Escalada de las Tensiones Geopolíticas entre las Principales Potencias
El conflicto geopolítico sigue siendo una de las amenazas más graves para la economía mundial. La invasión de Ucrania por parte de Rusia en 2022 proporcionó un claro ejemplo, desencadenando shocks en los precios de la energía, interrupciones en el suministro de alimentos, una aceleración de la fragmentación del comercio y cientos de miles de millones de dólares en gasto militar adicional. El conflicto continúa en su quinto año sin una resolución clara.
De cara a 2026, los expertos advierten sobre múltiples puntos críticos potenciales: el aumento de las tensiones en el Estrecho de Taiwán y el riesgo de una crisis entre China y Estados Unidos; la posibilidad de un renovado conflicto entre Irán e Israel en Oriente Medio; las provocaciones rusas contra los miembros de la OTAN, incluidos los ciberataques y el sabotaje de infraestructuras; los crecientes riesgos relacionados con Corea del Norte tras las pruebas avanzadas de misiles; y la posible escalada de las acciones militares estadounidenses contra grupos criminales en Venezuela.
Incluso sin una guerra directa, la incertidumbre geopolítica por sí sola es suficiente para frenar la inversión, interrumpir el comercio y debilitar el crecimiento económico mundial.
Volatilidad del Mercado Energético y una Transición Energética Vacilante
Una brecha cada vez mayor entre la demanda y la oferta de electricidad está surgiendo como una restricción estructural del crecimiento global. La demanda está aumentando debido a la inteligencia artificial, los centros de datos y los vehículos eléctricos, mientras que el envejecimiento de las redes eléctricas y los retrasos regulatorios limitan la velocidad de la expansión.

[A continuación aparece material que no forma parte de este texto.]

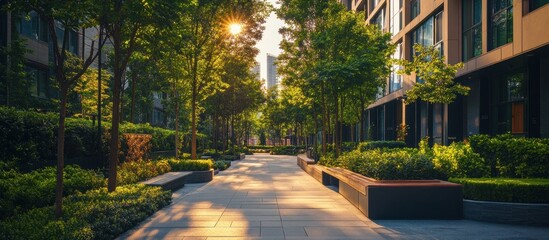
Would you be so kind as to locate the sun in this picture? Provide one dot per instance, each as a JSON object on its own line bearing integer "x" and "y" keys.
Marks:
{"x": 235, "y": 28}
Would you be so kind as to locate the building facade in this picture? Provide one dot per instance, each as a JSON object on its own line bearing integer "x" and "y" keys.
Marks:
{"x": 505, "y": 52}
{"x": 272, "y": 75}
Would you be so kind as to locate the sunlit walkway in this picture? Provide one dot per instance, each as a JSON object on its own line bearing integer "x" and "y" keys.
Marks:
{"x": 270, "y": 197}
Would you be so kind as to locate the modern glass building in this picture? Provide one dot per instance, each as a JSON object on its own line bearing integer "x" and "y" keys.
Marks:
{"x": 505, "y": 51}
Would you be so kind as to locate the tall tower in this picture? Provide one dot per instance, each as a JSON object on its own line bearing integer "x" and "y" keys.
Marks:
{"x": 272, "y": 75}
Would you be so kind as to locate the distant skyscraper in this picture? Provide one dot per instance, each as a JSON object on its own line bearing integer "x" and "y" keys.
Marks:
{"x": 257, "y": 70}
{"x": 272, "y": 75}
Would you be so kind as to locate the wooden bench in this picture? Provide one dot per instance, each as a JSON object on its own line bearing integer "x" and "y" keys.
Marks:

Solo en Estados Unidos, se proyecta que la demanda de electricidad aumentará en 662 teravatios-hora para 2030, equivalente a añadir la producción combinada de energía de Texas y California. Sin embargo, el desarrollo de infraestructuras avanza lentamente: los proyectos de transmisión de electricidad pueden tardar más de cinco años, las turbinas de gas requieren de tres a cuatro años para su entrega y las centrales nucleares a menudo tardan más de una década en completarse.

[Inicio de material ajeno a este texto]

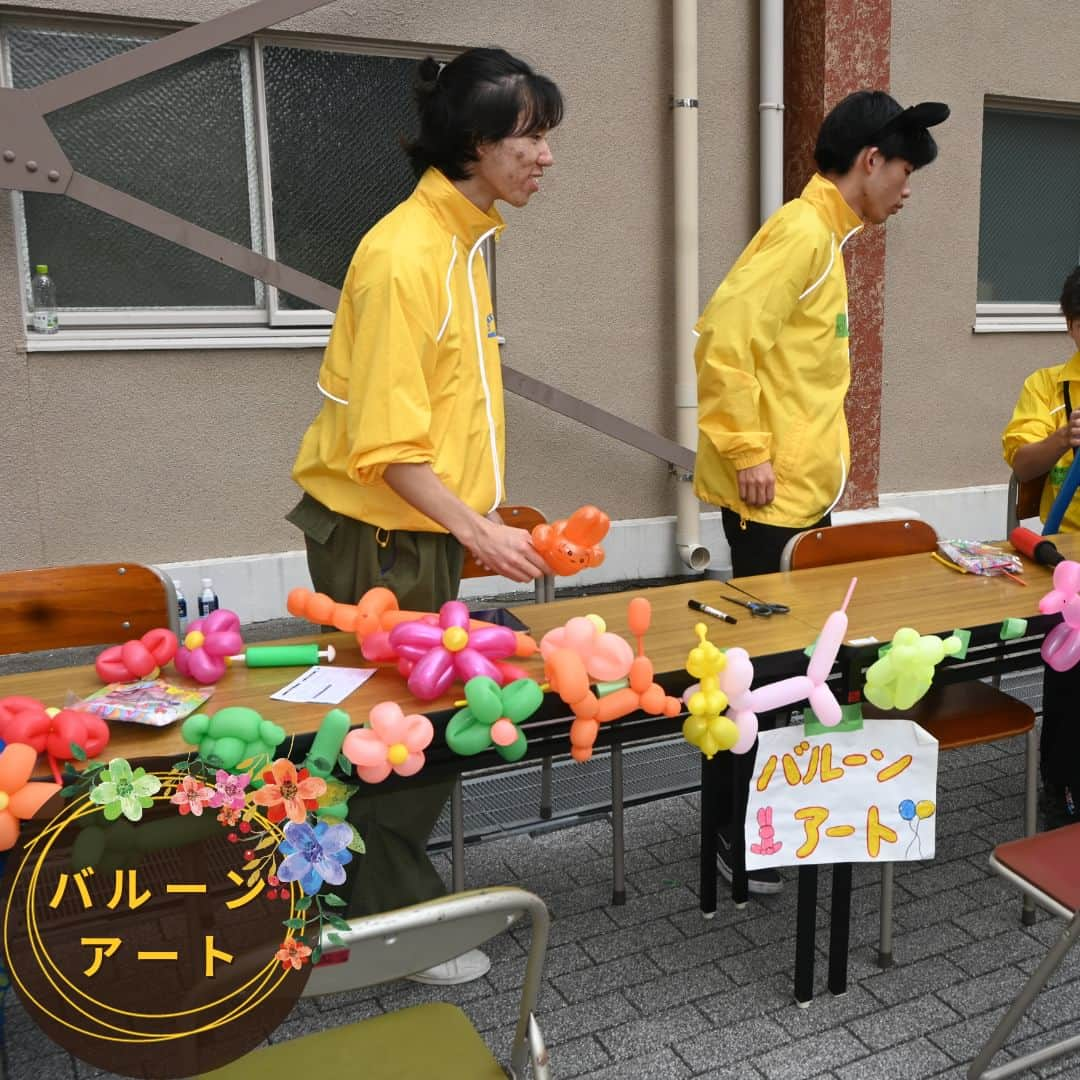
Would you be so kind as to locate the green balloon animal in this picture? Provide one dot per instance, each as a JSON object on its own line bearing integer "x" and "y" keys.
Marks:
{"x": 234, "y": 739}
{"x": 491, "y": 717}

Esta discrepancia entre una demanda en rápido aumento y una oferta lenta corre el riesgo de elevar los precios de la electricidad, aumentar los costes para las empresas, retrasar las inversiones, restringir la expansión de la IA debido a la escasez de energía y crear cuellos de botella tanto en las transiciones digital como energética.
Incluso las grandes corporaciones están sintiendo la presión. Microsoft, por ejemplo, ha informado de que ha vuelto a poner en marcha un antiguo reactor nuclear para asegurar electricidad asequible.